Neste momento, com a campanha eleitoral, a coisa pega fogo. No ano passado, só o governo federal gastou mais de 3 bilhões de reais em "comunicação", entre publicidade e patrocínios. Juntando a isso estados e prefeituras, o volume de gastos entra em mares nunca dantes navegados. Os políticos alegam que é pouco, diante do total de quase 90 bilhões aplicados no mercado publicitário brasileiro em 2011. Pode ser, mas o dinheiro não é deles — é do cidadão, e está sendo jogado no lixo para pagar os elogios que fazem a si próprios. Sua desculpa é que os governantes têm o dever de "informar a população" e "prestar contas" de como estão aplicando o orçamento. É uma piada. Não informam coisa nenhuma, e, na hora de prestar contas de verdade, fazem justamente o contrário: desligam a chave geral para deixar tudo o mais escuro possível.

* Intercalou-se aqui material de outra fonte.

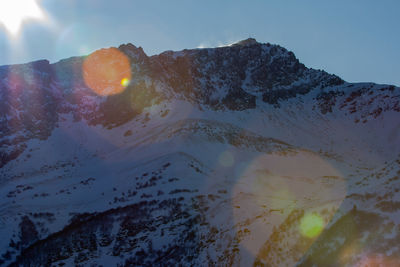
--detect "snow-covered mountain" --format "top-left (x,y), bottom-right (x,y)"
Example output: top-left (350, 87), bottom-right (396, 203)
top-left (0, 39), bottom-right (400, 266)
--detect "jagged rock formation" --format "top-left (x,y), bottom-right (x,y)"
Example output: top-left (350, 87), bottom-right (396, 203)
top-left (0, 39), bottom-right (400, 266)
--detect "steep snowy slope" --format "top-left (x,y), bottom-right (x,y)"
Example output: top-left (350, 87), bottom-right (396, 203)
top-left (0, 39), bottom-right (400, 266)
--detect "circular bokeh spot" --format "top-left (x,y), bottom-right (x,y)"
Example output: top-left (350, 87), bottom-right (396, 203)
top-left (218, 151), bottom-right (235, 167)
top-left (300, 213), bottom-right (324, 238)
top-left (83, 48), bottom-right (131, 96)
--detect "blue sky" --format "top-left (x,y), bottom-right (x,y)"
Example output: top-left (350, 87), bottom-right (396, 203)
top-left (0, 0), bottom-right (400, 85)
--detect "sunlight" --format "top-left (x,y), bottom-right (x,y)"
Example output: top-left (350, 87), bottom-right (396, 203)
top-left (300, 213), bottom-right (324, 238)
top-left (0, 0), bottom-right (44, 35)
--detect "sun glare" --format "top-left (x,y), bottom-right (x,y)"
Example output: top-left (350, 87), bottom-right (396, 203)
top-left (0, 0), bottom-right (44, 35)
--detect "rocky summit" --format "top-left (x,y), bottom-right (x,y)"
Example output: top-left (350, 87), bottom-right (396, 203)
top-left (0, 39), bottom-right (400, 266)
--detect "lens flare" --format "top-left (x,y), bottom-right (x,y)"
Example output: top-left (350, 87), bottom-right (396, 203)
top-left (300, 213), bottom-right (324, 238)
top-left (82, 48), bottom-right (131, 96)
top-left (121, 78), bottom-right (131, 87)
top-left (0, 0), bottom-right (44, 35)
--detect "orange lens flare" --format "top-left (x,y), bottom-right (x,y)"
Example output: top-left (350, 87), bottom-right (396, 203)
top-left (82, 48), bottom-right (131, 96)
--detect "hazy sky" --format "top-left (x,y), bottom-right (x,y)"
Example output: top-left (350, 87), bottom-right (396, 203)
top-left (0, 0), bottom-right (400, 85)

Os órgãos de comunicação, sem dúvida, se beneficiam da publicidade oficial; nenhum deles é uma santa casa de misericórdia, e todos têm de pagar suas despesas. Mas a imprensa de verdade vive do apoio do seu público e dos anúncios privados que ele atrai, e não de verbas publicitárias do governo. Seu único mandamento, nessa história toda, é manter a própria independência. E os que não mantiverem? Problema deles. Veículos que, em troca de anúncios, só publicam o que interessa ao governo, e escondem tudo o que não interessa, têm de resolver isso com os seus leitores, ouvintes e espectadores; se eles desconfiarem que estão sendo enganados, podem ir embora. O certo, no fim de todas as contas, é que o governo não deveria pagar um único tostão para a mídia publicar sua propaganda. Eis aí mais uma coisa que nos separa, por exemplo, de um país como a Alemanha, onde publicidade oficial não existe. É que a Alemanha, coitada, é apenas a Alemanha. Já o Brasil é o Brasil — aqui há dinheiro de sobra para o governo jogar pela janela. Somos um país onde a população é riquíssima.